メディアが紙からデジタルに移行しつつあり、またマネーによって容易に事業がパッチワークされる様相は現実をトレースしており、そこを無視してバリキャリ女子だけ取り出したところでうまくいくまい。
仮にどうにかビジネス背景を前作に寄せたところで、作品世界は現実世界と同様に時間が進んでおり、新人記者のアンディはどこにもいない。ミランダも雑誌編集長というポジションで安泰というキャリアではなくなった。
つまり20年という年月が経過してしまったことは揺るがしようがなく、したがって凍結した時間の中で前作同様の構図を描くこと自体が無理だ。
したがって、前作のような華やかさ、バリキャリ女子の成長物語を期待するのは"ないものねだり"と言っていいだろう。
なまじ冒頭で前作を匂わす要素がちりばめられたために期待した前作ファンは、ストーリーが進むにつれて落胆したのだろうが、それは20年という時間の流れを受け止めて鑑賞してほしいと思う。
わたしはむしろ、マネーで蹂躙されてしまい、裏切りと策謀で人間不信のまま閉幕になるのを避けて見事な着地をした作品だと思った。

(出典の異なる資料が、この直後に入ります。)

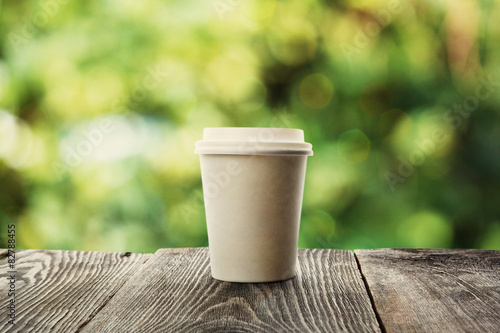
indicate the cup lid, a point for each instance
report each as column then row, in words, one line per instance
column 253, row 141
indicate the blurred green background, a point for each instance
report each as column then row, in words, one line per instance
column 101, row 103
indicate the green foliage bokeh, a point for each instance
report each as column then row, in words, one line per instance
column 101, row 103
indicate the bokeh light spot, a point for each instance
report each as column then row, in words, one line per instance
column 249, row 94
column 316, row 90
column 353, row 146
column 375, row 99
column 394, row 126
column 426, row 230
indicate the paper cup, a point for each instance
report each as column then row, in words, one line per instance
column 253, row 182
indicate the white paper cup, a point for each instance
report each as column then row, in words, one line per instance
column 253, row 182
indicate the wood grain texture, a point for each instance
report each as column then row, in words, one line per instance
column 434, row 290
column 174, row 292
column 60, row 291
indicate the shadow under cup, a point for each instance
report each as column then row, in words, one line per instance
column 253, row 182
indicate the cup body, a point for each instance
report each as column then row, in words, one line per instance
column 253, row 205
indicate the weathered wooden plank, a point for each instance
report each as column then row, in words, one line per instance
column 60, row 291
column 174, row 292
column 434, row 290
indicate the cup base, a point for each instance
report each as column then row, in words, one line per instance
column 254, row 281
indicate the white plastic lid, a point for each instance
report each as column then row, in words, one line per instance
column 253, row 141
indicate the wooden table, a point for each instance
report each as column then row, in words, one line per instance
column 385, row 290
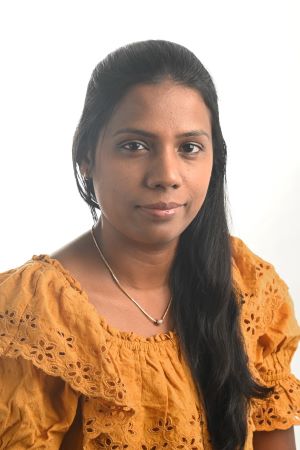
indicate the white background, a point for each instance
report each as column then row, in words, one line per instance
column 252, row 50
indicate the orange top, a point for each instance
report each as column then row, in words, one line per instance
column 69, row 380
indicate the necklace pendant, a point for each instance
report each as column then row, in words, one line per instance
column 158, row 322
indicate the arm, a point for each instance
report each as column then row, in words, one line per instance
column 274, row 440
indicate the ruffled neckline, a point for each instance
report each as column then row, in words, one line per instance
column 114, row 332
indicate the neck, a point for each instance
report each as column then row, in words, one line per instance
column 136, row 265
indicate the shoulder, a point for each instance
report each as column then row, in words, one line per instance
column 267, row 309
column 46, row 318
column 251, row 272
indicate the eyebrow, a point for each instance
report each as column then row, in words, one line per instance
column 153, row 135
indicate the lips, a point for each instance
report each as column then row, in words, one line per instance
column 162, row 206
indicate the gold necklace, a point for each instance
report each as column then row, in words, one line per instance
column 156, row 322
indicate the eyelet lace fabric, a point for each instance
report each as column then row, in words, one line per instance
column 58, row 355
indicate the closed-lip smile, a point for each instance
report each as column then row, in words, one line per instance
column 162, row 206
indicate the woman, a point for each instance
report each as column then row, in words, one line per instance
column 157, row 329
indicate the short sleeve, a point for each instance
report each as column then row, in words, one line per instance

むしろ多様な人種をキャスティングに織り込むなど、かなり前向きで意欲的な作品だ。
作中ではマネーが文化をぶっ叩き、マネーの象徴である金持ちがAIを引き合いに出してクリエイティブを否定するシーンなどは観客にショックを与えるだろう。安易に答えを出さず、観客に考えさせる構造になっている。
そして妻から半ば強引に前作を視聴、予習させられた件については、前作と地続きの部分はアクセントで予備知識を要求するものではないと言い切れる。
ただし前作から続投組のキャラクターは、前作の人間関係を踏襲している上、それらをくどいほどの説明で作中解説したりはしない。
前作は鑑賞したが細部を忘れたという事ならば、予習した上で観た方が深みが増すことは間違いない。
そして本作公式のギャラリーだ。ブログに使うには横長の画像が欲しいが、映画を象徴する画像は全部縦長だ。PCではなくスマホで情報を受け取る時代になっていることを、公式サイトそのものが象徴しているように思える。